Plans to restore Somerset House heritage building – which partially collapsed in late 2007 – are crumbling as owners temporarily abandon attempts to get a building permit.
“We’re tired of throwing money at the wall,” says Hugh Kennedy, the general manager of TKS Holdings Inc, which owns the building. “We deal with one thing and they (the city) just come back with something else. After awhile you just give up.”
The City of Ottawa required owners to get a new permit after the collapse.
The city closed the intersection at Bank and Somerset streets for eight weeks and decided the building should be torn down.
A court order reversed the decision days before demolition began, and owners applied for permission to turn the building into a new restaurant and office space.
Ottawa’s review system for building permits generally takes five to 25 days.
This case is still ongoing – after almost a full year.
In an exchange of letters described as “adversarial” by the building’s owners and “a tennis match” by the city, proposals have been offered and rejected, scrutinized and countered.
Kennedy says TKS Holdings Inc is tired of spinning its tires and will wait to try again until the air is cleared by a pending lawsuit.

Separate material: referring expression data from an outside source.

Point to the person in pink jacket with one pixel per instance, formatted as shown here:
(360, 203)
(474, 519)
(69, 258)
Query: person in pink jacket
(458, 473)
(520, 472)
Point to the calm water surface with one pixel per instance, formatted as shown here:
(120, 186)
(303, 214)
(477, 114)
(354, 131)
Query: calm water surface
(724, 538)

The company is suing the city over several issues, including alleged damage caused by city-employed engineers who demolished part of the building to get inside for a structural assessment.

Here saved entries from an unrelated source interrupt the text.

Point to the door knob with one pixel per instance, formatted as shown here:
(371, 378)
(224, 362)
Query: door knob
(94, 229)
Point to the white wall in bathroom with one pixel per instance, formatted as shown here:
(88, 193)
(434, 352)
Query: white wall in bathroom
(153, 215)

A second lawsuit pitting the city against the company is also pending.
The city’s chief building official, Arlene Gregoire, is on holidays this month, but acting director of building permit approvals, Peter Black, has sifted through the “one-inch-thick” stack of letters in the Somerset House file.
Black says the city hasn’t issued a building permit because the proposed plans don’t include special wall reinforcements that strengthen buildings during earthquakes. The reinforcements are required under the newest Ontario Building Code draft.
“It’s basically a matter of them being able to prove their argument. And they really haven’t done that at this point in time,” says Black.
Derek Crain, the architect in charge of the renovations, calls the city’s opposition unreasonable.
“If we forced the 2006 building code on all the heritage buildings in Ottawa, we would end up tearing them all down – including the parliament buildings,” he says.
The building code currently includes a clause that allows for creative interpretation of the rules if strict adherence interferes with a building’s heritage elements. Crain says in this case a renovation according to the earthquake rule would detract from the building’s windows and doors – some of its remaining heritage elements. But the city’s engineers say it’s possible to reinforce Somerset House’s walls without damaging the historic features.
Coordinator of heritage planning for the city Stuart Lazear agrees the clause for preserving heritage buildings could be a way to solve things, but that it’s ultimately about interpretation between sides: “engineer to engineer.”
The provincial Building and Development Branch says there is an independent building commission for appeals if an applicant feels his or her case isn’t being treated fairly.
Hugh Kennedy says he might consider that option.
But he adds he's not eager to add to the “way way more” than $100,000 price tag the building permit application process has already cost.
Lawyers involved with the case expect the lawsuits to proceed in 2010.